Still, the conflict is apparent: Ann struggling with herself, with her loneliness, with her desires for Steven, with her hope that her husband would return, with her trust for John. At times she fights with the winter, but that's just a metaphor; the real struggle is the internal conflict.
I don't why but when I finished "The painted door", I suddenly though of O Henry's "The last leaf". Both short stories are written about the cruel winter, both ended with a death because of the coldness, both involved "paint", and both had surprising endings. But of course other than those very few points everything else is completely different; one is about love and loneliness, one is about life and art. And so it would be a very awkward comparison for these two. But if I were allowed to hastily generalize, taking into account what Mr. Guraliuk said about Ross's "The painted door": "This is a perfect Canadian short story", I would have to say Canadian literature is so much quieter than any other country's literature that I've read. American literature is apparently(generally) fierce, fast-paced and immediately enthralling, just like "The last leaf", where actions speak louder than thoughts and words, and the plot is quickened by Johnsy's illness and the way Henry uses the "leaf" as a point for attention. But "The painted door" is silent, deep in thoughts and internal conflicts. Instead of narrating action, it describes at length the landscape "to mirror inner reality". Everything, Ann's emotions, the winter, the snow, the blizzard, were blended together in one vast and overwhelming atmosphere: cold.

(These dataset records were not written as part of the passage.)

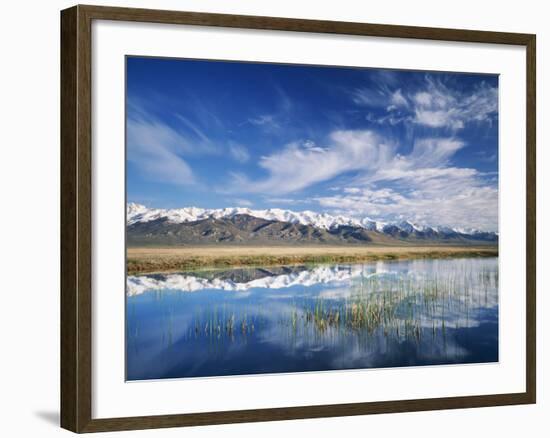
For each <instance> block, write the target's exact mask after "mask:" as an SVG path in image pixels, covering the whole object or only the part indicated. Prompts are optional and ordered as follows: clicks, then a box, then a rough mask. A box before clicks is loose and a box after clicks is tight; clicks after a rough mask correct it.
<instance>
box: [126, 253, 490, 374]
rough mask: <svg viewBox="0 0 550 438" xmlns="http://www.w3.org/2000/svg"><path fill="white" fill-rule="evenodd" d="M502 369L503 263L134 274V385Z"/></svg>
mask: <svg viewBox="0 0 550 438" xmlns="http://www.w3.org/2000/svg"><path fill="white" fill-rule="evenodd" d="M496 361H498V258H496V257H495V258H461V259H416V260H403V261H387V262H386V261H384V262H380V261H379V262H373V263H365V264H352V265H347V264H342V265H316V266H286V267H256V268H247V269H227V270H203V271H197V272H182V273H171V274H154V275H153V274H151V275H139V276H128V278H127V288H126V377H127V380H143V379H163V378H182V377H205V376H225V375H242V374H259V373H288V372H304V371H328V370H342V369H357V368H385V367H404V366H422V365H444V364H465V363H485V362H496Z"/></svg>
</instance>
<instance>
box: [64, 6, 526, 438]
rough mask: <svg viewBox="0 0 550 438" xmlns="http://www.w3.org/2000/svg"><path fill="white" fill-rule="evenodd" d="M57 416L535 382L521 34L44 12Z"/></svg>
mask: <svg viewBox="0 0 550 438" xmlns="http://www.w3.org/2000/svg"><path fill="white" fill-rule="evenodd" d="M61 55H62V56H61V119H62V127H61V128H62V129H61V150H62V155H61V180H62V183H61V209H62V210H61V217H62V223H61V257H62V260H61V265H62V272H61V277H62V278H61V280H62V282H61V283H62V284H61V423H62V427H64V428H66V429H69V430H72V431H75V432H95V431H111V430H123V429H144V428H160V427H175V426H191V425H205V424H220V423H235V422H249V421H271V420H283V419H297V418H314V417H327V416H345V415H363V414H372V413H388V412H405V411H420V410H432V409H454V408H466V407H482V406H498V405H510V404H526V403H535V400H536V396H535V386H536V369H535V362H536V360H535V359H536V357H535V326H536V324H535V309H536V307H535V284H536V282H535V278H536V277H535V275H536V273H535V35H530V34H516V33H501V32H486V31H473V30H456V29H436V28H420V27H408V26H395V25H391V26H390V25H381V24H365V23H347V22H331V21H313V20H301V19H300V20H298V19H287V18H274V17H255V16H234V15H220V14H205V13H194V12H173V11H158V10H143V9H125V8H110V7H96V6H75V7H73V8H70V9H67V10H64V11H62V13H61Z"/></svg>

"It was as if all across the yard the snow were shivering awake-roused by the warnings of the wind to hold itself in readiness for the impending storm. They sky had become a sombre, whitish grey. It, too, as if in readiness, had shifted and lay close to earth. Before her a she watched a mane of powdery snow reared up breast-high against the darker background of the stable, tossed for a moment angrily, and then subsided again as if whipped down to obedience and restraint. But another followed, more reckless and impatient than the first. Another reeled and dashed itself against the window where she watched. Then ominously for a while there were only the angry little snakes of snow.[…] In the distance, sky and prairie now were merged into one another linelessly."